E. Kegunaan Penelitian

1. Bagi Penulis

Berguna untuk menambah pengetahuan, wawasan dan pemahaman tentang

penerapan alasan pembenar yang berangkat dari rasa kemanusian, guna

menciptakan rasa keadilan di dalam kehidupan bermasyarakat

2. Bagi Masyarakat

Penulisan hukum ini diharapkan dapat memberikan informasi serta

pengetahuan kepada masyarakat khususnya masyarakat awam tentang hak

yang diberikan negara terhadap mereka sebagai hak asasi yang tidak boleh

10

dikurangi dalam keadaan apapun.dan merupakan hal utama yang harus

diberikan negara terhadap warga negaranya.

3. Bagi Instansi penegak hukum

Penulisan hukum ini diharapkan dapat memberikan masukan bagi instansi

penegak hukum khususnya hakim yang mana dalam hal ini pemegang

kekuasaan atas kewenangannya dalam memutus perkara hukum terutama

kasus pidana sesuai amanah dari undang-undang sehingga segala macam

putusan yang di tetapkan oleh majelis hakim dapat diterima serta mampu

mencerminkan rasa keadilan dimasyarakat.

4. Bagi Pemerintah

Penulisan hukum ini diharapkan dapat memberikan masukan bagi pemerintah

khususnya dewan legislatif agar lebih konkret dan tidak ambigu dalam

membuat peraturan perundang-undangan sehingga tidak terjadi pertentangan

dan benturan antara Undang-Undang yang satu dengan yang lain,sehingga

proses penegakan hukum dapat berjalan dengan sebagai mana mestinya.

F. Metode Penelitian

Metode penelitian menjadi hal yang penting untuk memberikan gambaran

sistematika berfikir sehingga penulisan skripsi ini dapat dipertanggung

jawabkan secara ilmiah.
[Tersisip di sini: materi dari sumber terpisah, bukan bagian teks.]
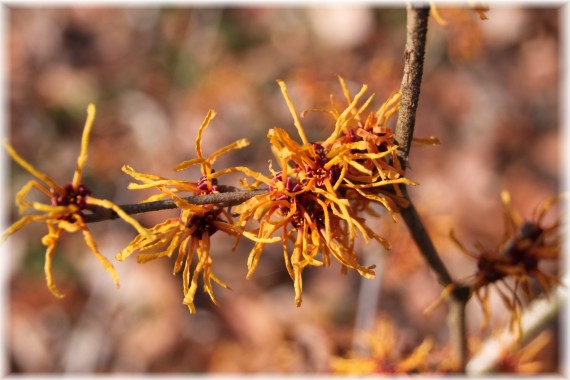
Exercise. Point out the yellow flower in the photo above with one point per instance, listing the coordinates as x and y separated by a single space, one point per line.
66 209
316 196
525 244
187 234
191 231
384 357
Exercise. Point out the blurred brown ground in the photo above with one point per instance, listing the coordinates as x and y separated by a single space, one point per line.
490 94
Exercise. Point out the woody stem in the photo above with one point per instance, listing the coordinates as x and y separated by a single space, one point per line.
417 24
228 196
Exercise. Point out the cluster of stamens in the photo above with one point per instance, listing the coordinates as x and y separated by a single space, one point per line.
71 196
204 188
318 171
305 203
201 224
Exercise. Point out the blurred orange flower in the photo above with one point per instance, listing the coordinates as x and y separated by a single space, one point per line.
315 197
66 209
191 231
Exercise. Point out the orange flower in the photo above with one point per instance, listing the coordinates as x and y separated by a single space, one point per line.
385 357
316 196
525 244
66 209
191 231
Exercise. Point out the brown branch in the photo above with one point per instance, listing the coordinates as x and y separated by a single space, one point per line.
417 24
229 196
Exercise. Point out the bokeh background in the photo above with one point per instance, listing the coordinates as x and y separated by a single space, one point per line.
491 94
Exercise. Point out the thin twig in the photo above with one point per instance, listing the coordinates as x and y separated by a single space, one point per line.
538 314
226 198
417 23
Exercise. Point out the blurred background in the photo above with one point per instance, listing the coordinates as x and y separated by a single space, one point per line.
490 93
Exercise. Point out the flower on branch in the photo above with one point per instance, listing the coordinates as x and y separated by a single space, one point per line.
513 267
316 196
190 232
66 209
385 357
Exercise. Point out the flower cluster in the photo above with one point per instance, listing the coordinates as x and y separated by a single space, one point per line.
66 209
319 194
190 232
317 199
514 266
385 355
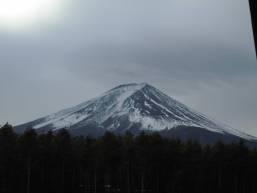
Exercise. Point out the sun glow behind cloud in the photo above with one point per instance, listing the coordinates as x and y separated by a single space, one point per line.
21 14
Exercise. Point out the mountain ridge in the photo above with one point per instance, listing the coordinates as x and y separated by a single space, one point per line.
130 107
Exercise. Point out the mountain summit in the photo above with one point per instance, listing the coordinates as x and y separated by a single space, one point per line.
136 107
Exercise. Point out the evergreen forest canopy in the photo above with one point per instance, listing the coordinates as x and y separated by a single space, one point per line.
146 163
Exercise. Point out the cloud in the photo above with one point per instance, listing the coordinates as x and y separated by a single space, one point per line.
198 51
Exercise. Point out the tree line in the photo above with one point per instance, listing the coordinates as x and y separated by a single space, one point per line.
56 162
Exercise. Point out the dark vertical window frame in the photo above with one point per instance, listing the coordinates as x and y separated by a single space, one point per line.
253 8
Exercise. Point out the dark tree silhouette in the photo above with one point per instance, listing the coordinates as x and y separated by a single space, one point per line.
56 162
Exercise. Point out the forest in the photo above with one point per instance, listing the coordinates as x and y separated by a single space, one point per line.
56 162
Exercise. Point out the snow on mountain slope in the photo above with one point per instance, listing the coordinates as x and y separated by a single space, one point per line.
133 104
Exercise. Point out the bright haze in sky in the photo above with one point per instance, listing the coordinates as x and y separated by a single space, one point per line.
59 53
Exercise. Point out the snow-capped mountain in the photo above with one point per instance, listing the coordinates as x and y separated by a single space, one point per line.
134 107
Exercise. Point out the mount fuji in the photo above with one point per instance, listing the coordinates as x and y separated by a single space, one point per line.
136 108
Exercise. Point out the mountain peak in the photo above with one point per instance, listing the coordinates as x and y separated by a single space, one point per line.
129 107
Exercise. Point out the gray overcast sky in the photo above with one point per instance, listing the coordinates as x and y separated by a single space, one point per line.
199 52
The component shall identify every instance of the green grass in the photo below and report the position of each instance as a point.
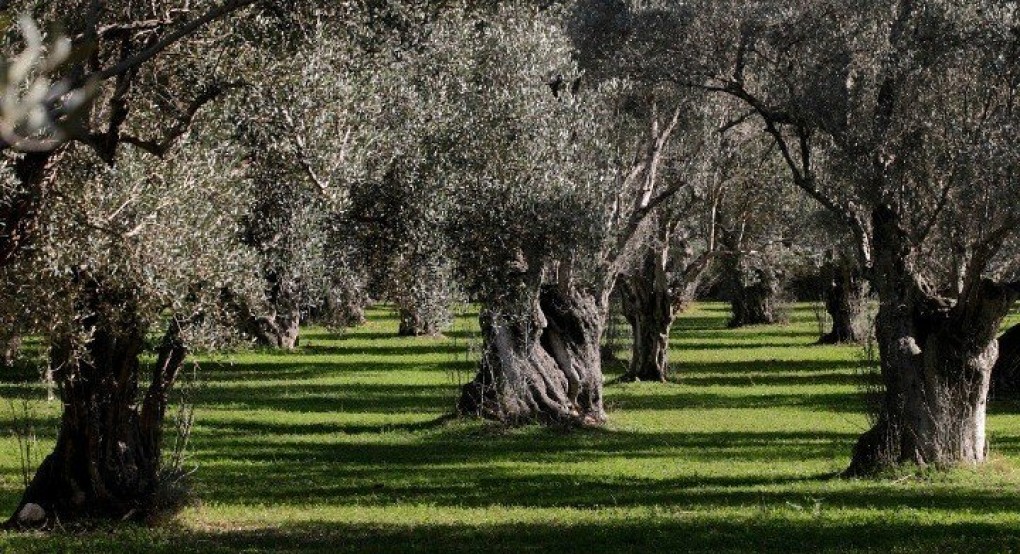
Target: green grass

Adapun penulisan skripsi ini menggunakan metode

sebagai berikut:

11

1. Metode Pendekatan

Penulis menggunakan metode pendekatan yuridis normatif yaitu

pendekatan yang mempunyai maksud dan tujuan untuk mengkaji

perundang-undangan dan peraturan yang berlaku dan juga kajian teoritis

dari literatur yang ada yang kemudian dihubungkan dengan permasalahan

yang menjadi pokok pembahasan yang dibahas di dalam penulisan skripsi

ini. Penulisan hukum ini menganalisa peraturan perundang-undangan dan

juga kajian teoritis dari literatur yang berkaitan dengan penerapan alasan

pembenar dengan dasar kemanusiaan terhadap kasus korupsi yang mana

dalam penulisan skripsi ini penulis mengambil Putusan Mahkamah Agung

Nomor 2088 K/Pid.sus/2012 terkait kasus Tindak Pidana Korupsi yang

dilakukan oleh terdakwa Drg.Cholil M.Kes selaku Direktur RSUD

Brigjend H,Hasan Basry Kabupaten Hulu sungai – kandangan.

2. Jenis Bahan Hukum

a. Bahan Hukum Primer

Bahan hukum primer adalah bahan hukum yang diperoleh dari hukum

positif atau peraturan perundang-undangan. Bahan hukum primer yang

digunakan antara lain yaitu:

1. Undang-Undang Dasar Negara Republik Indonesia Tahun 1945

2. Undang-Undang Nomor 39 Tahun 1999 tentang Hak Asasi Manusia

3. Kitab Undang-Undang Hukum Pidana.

4. Undang -Undang Nomor 44 Tahun 2009 tentang Rumah Sakit.

12

5. Undang-Undang Nomor 20 Tahun 2001 tentang Tindak Pidana

Korupsi

b. Bahan Hukum Sekunder

Sumber bahan hukum sekunder yaitu bahan hukum yang mendukung

bahan hukum primer yang diperoleh dengan cara studi dokumen. Yang

dimaksud studi dokumen yaitu mempelajari permasalahan melalui buku-

buku, literature jurnal hukum, internet, media massa, makalah dan

bahan-bahan lainnya yang berkaitan dengan materi penulisan.

c. Bahan Hukum Tersier

Sumber bahan hukum tersier yaitu bahan hukum yang dapat

memberikan petunjuk, informasi dan penjelasan terhadap bahan hukum

primer dan sekunder, diperoleh dari Ensiklopedia, kamus, dan lain-lain

untuk mengetahui pengertian secara baku dari suatu istilah yang terkait

dengan masalah yang dibahas oleh penulis dalam penulisan hukum.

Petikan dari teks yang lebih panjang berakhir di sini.